College of Education > News and Publications > News: Oct. - Dec. 2010 > Education with an Electric Twist

Education with an Electric Twist

Penn State doctoral student Vince Youngbauer discusses his undergraduate academic career and his time spent teaching in Lewistown, Pennsylvania.

by Marilyn Perez (October 2010)

Just relax.

If a teacher follows those two words of advice, he/she will already be one step ahead, said Penn State doctoral student and former high school teacher Vince Youngbauer.

Vince1.jpg“I always tell my student teachers, ‘Don’t sweat the petty things and don’t pet the sweaty things.’ ” Youngbauer said. “If you worry about all the small stuff, you’re setting yourself up for failure – or having an ulcer at least.”

Although he can give advice based on his years in the field now, the Jeannette, Pa. native did not always know that teaching would be his path. He began his academic career in 1982 at the then Penn State Mckeesport campus (now Penn State Greater Allegheny.) After exploring the typical high-salary fields of engineering and accounting, Youngbauer decided on music education. The experience, though, was anticlimactic.
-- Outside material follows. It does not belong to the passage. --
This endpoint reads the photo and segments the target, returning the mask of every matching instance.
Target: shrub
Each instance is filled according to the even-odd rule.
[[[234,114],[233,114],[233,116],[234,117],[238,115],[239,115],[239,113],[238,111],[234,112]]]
“It was me and a bunch of Blue Band people – I had long hair, and there was just this cultural confusion,” he said. “Mostly, I was disappointed that I had finally made a decision on something I really loved and then it just didn’t work out.”

Three years later, in 1985, he decided to drop out of Penn State.

Never leaving the area, he worked as a professional musician and as a guitar, piano and martial arts instructor. Youngbauer said he couldn’t help but acknowledge the naturally occurring trend of teaching in his life.

“It was kind of like, ‘Well, this is what I’m doing, and I seem to be good at it.’ ”

After marrying and starting a family, he returned to Penn State and received his bachelor’s degree from the College of Education in 1998. Within a few months, he was hired as a high school social studies teacher for Mifflin County School District in Lewistown, Pa., where he stayed for ten years.

“I really like the interaction from teaching, I guess from being a musician,” he said. “When I taught high school, it was still my show. It’s an arrogance; I won’t lie. You’re telling somebody something they don’t know. There’s a rush from that.”

Youngbauer wanted to stand on his own as a social studies teacher, so he hid his former life as a musician from his students. He covered tattoos, but over the years, students started to catch on.

Somehow, he said, “by the planets aligning the right way,” he and four students rearranged the Tran-Siberian Orchestra’s version of “Carol of the Bells” and created a music video that was displayed to the whole school the day before Christmas break.

The students involved with this music video ended up making CDs and selling them. They raised this money with the hopes that Youngbauer would use it towards the funding of a guitar club, which would eventually be known as the String Guild.

“With that I bought some small amplifiers and tuners and stuff. They wanted that to be their legacy—it was warming,” he said. “This was something I had trouble with because I didn’t want to be that teacher. I didn’t want to be the guitar teacher.”

There were about 50 members of the guitar club, and Youngbauer would hold sessions early in the morning.

“I can remember a parent showing up one morning, and I said ‘Hey, can I help you with anything?’ She said ‘I just want to know what got my son out of bed at six in the morning so he could be here. I’ve never seen this from him,’ ” Youngbauer related.

The way it happened was ideal for what Youngbauer had wanted--he established himself as a teacher first, and the rest fell into place.

As for the future, Youngbauer has plans to affect more than just classrooms of students.

“I want to teach at the university level,” Youngbauer said. “I kept getting recognized as being this great teacher, and being a teacher is very honorable, but what if I actually taught teachers? Instead of meeting 120 students a year, I could affect, hopefully, the lives of many more students.”

Youngbauer is currently working on his thesis, which discusses the fact that students and young people need to learn how to sift through news media, which can be profit driven. He stresses that this is crucial as young people become eligible to vote. He plans to finish his degree in the spring.